A vacina certamente foi uma das invenções mais importantes que a ciência produziu em sua história. Imagine que, sem elas, nós viveríamos em um mundo em que doenças como sarampo, poliomielite, varíola e tantas outras seriam a causa não de uma, mas de várias mortes e sequelas naqueles que por sorte sobrevivessem.

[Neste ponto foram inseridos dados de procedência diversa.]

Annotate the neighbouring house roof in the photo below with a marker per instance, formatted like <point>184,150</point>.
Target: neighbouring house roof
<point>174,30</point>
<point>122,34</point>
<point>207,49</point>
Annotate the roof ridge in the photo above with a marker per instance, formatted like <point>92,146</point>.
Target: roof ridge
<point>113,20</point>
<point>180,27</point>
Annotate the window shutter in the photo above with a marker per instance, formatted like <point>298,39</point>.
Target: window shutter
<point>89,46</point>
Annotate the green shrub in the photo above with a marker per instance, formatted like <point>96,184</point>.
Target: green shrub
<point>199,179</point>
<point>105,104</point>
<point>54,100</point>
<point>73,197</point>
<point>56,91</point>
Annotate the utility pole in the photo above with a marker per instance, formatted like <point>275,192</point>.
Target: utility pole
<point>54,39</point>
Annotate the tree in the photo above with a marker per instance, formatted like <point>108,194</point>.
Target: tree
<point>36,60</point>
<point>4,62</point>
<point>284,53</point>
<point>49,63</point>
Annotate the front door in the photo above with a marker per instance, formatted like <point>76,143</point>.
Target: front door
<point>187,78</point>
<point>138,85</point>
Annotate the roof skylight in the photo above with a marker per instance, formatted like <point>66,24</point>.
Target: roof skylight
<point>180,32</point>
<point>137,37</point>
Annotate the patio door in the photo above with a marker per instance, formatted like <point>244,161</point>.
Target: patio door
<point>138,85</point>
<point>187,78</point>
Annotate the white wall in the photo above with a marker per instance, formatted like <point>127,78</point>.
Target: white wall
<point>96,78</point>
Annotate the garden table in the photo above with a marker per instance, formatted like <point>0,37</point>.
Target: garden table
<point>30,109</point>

No entanto, desde o seu “nascimento”, a técnica da vacina gerou desconfiança. Não é para menos: imagine em uma época que a medicina ainda engatinhava, sugerir injetar pedaços de microrganismos em pessoas saudáveis para prevenir que elas ficassem doentes. A descrença foi grande.
Por sorte, as vacinas provaram a que vieram e a história está aí para mostrar que elas são, sim, seguras e funcionam quando ganham um voto de confiança. O caso mais emblemático é o da varíola, doença que foi oficialmente erradicada tamanha a força da barreira vacinal construída para impedir a circulação do vírus.
Recentemente, as vacinas também nos permitiram voltar à vida normal após o surgimento do novo coronavírus e da pandemia de covid-19. Mas foi justamente nesse período em que os imunizantes fizeram tanta diferença e salvaram vidas que muitas notícias falsas se espalharam e acabaram desestimulando a vacinação, tanto de covid como para outras doenças, entre a população.
O problema é que as coberturas vacinais já estavam baixas muito antes disso. Dados do Ministério da Saúde indicam que a cobertura vacinal no país segue em queda há dez anos, com cerca de 50% a 60% de vacinados para as principais doenças, como sarampo e poliomielite.
Além disso, é raro que adultos sigam se vacinando e aplicando as doses de reforço para doenças como a hepatite, que possui uma taxa de imunização entre adultos muito baixa.
O temor é que isso faça ressurgir doenças que estavam controladas e coloque em risco especialmente os indivíduos que não podem se vacinar ou pessoas imunosuprimidas e mais suscetíveis a infecções, como idosos e bebês.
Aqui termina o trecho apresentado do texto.